Abstract

This paper examines the history and contemporary practice of the edition of privileges in the context of the term “source of law”. In all legal systems, the term “source of law” has a quality of normative power or of authority for the decision-making processes. In this sense, the research question decides about their property as sources of law. This raises the question of the content and function of privileges in the history of law. While the individual and special “privilegia” form a contrast to common law or general legislation as “leges privatae”, on the other hand, they are also part of the greater category of law and legislation in general. This accounts for their enormous instrumentality in the creation of legal systems. Privileges may extend to all matters of private and public law (economy, trade, invention, jurisdiction, constitution, rights of estates, etc.). They have appeared as a mass phenomenon since the Middle Ages. The different characteristics of the sources in turn connote both problems and possibilities for their edition, both in the past and the present.

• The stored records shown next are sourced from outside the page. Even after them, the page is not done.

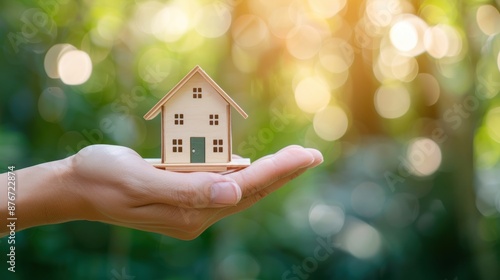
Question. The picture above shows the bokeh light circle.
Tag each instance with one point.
(330, 123)
(424, 156)
(74, 67)
(361, 239)
(404, 36)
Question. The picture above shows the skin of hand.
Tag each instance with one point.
(113, 184)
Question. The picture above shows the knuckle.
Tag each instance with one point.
(194, 197)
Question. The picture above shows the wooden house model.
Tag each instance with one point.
(196, 126)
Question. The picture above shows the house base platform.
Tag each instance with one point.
(235, 165)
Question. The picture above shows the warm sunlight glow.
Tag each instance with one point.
(488, 19)
(312, 94)
(331, 123)
(327, 8)
(336, 55)
(424, 156)
(442, 41)
(360, 239)
(74, 67)
(404, 36)
(213, 20)
(407, 35)
(392, 102)
(170, 23)
(303, 42)
(249, 31)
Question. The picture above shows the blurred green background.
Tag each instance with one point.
(402, 98)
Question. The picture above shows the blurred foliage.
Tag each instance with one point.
(400, 96)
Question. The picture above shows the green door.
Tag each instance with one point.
(197, 149)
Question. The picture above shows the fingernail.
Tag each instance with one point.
(226, 193)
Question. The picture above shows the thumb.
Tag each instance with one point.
(193, 190)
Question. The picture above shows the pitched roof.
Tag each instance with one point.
(156, 108)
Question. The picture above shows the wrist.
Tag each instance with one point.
(47, 194)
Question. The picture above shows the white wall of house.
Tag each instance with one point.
(196, 123)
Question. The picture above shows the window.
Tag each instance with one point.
(218, 145)
(196, 92)
(214, 119)
(177, 145)
(179, 119)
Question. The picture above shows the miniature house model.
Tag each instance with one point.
(196, 126)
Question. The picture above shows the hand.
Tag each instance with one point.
(114, 185)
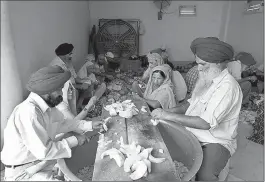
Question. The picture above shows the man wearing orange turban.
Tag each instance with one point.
(31, 146)
(212, 112)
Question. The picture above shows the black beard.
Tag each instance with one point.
(54, 102)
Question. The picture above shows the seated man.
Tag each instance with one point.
(30, 145)
(159, 90)
(95, 71)
(212, 112)
(243, 62)
(64, 60)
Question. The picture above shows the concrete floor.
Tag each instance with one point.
(247, 164)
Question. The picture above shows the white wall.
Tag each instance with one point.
(38, 27)
(177, 33)
(245, 31)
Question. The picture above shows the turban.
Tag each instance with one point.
(64, 49)
(109, 55)
(47, 80)
(245, 58)
(155, 57)
(212, 50)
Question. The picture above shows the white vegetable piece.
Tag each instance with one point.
(140, 170)
(143, 109)
(155, 160)
(105, 127)
(114, 154)
(148, 164)
(129, 161)
(154, 121)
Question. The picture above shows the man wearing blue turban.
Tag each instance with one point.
(31, 146)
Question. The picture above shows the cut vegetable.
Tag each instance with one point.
(140, 171)
(156, 160)
(116, 155)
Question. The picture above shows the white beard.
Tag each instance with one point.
(204, 81)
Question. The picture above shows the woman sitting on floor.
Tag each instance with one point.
(159, 91)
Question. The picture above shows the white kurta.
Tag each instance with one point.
(31, 129)
(220, 107)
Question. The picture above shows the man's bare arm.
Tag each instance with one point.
(189, 121)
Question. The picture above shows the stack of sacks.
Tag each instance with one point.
(126, 109)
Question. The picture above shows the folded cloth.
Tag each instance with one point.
(212, 50)
(47, 80)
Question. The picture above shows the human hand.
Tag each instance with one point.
(136, 96)
(110, 77)
(81, 139)
(157, 113)
(93, 100)
(98, 125)
(252, 78)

Different forms and functions of their publication and edition can be distinguished for the Ancien Regime. Publications of privileges of estates often served political interests, the publication of private-law privileges, thus, served to protect individual legal positions and their probability in court. Today, the edition of privileges is determined by the research objectives in European legal history and, in the face of the mass phenomenon of this type of source, is hampered by the problem of criteria for their selection. Editions on the jurisdiction and economic development in the Old Reich have been published in Germany and Austria in recent years (1980, 1981). They attest to the traditional power of privileges and show the important meaning for the ordering and shaping of law up until the 19th century.